Ketegangan di Dewan Keamanan PBB

Situasi di kawasan Teluk kini menjadi sorotan tajam di markas besar PBB. Washington melontarkan kritik keras terhadap Moskow dan Beijing, menuduh kedua negara tersebut sengaja menghambat upaya internasional untuk menekan Iran. Ketegangan ini memicu perdebatan sengit mengenai efektivitas sanksi global dan stabilitas keamanan di jalur perdagangan energi utama dunia.

? Did You Know? PBB memiliki enam bahasa resmi untuk komunikasi diplomatik, yakni Arab, Mandarin, Inggris, Prancis, Rusia, dan Spanyol.

Konfrontasi di Laut Tiongkok Selatan

Di belahan dunia lain, posisi Tiongkok di perairan strategis Laut Tiongkok Selatan mendapatkan tantangan kolektif. Sebanyak 14 negara telah menyampaikan pernyataan sikap yang menyatakan bahwa klaim historis Tiongkok tidak memiliki landasan hukum yang sah berdasarkan UNCLOS 1982. Langkah diplomatik ini menandai pergeseran signifikan dalam diplomasi maritim internasional yang kian tegas.

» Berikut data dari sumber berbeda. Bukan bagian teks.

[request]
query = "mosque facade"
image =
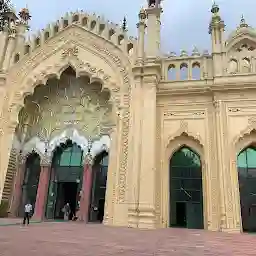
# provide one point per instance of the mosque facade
(127, 135)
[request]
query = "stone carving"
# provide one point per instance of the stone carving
(252, 121)
(89, 159)
(45, 160)
(19, 72)
(233, 110)
(69, 104)
(70, 52)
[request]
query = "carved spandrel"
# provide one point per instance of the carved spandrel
(70, 104)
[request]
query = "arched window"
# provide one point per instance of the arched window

Sisi Lain Dunia: Seni dan Berita Terkini

Di luar dinamika politik yang serius, publik dikejutkan dengan hilangnya karya seni kontemporer berupa pisang yang ditempel dengan selotip. Peristiwa ini memicu diskusi panjang mengenai nilai seni di era modern. Sementara itu, di dalam negeri, dinamika pembangunan juga terus berjalan, seperti upaya Dorong Hunian Layak, Said Abdullah Bantu Perbaikan Rumah Warga di Madura yang terus mendapat perhatian masyarakat luas.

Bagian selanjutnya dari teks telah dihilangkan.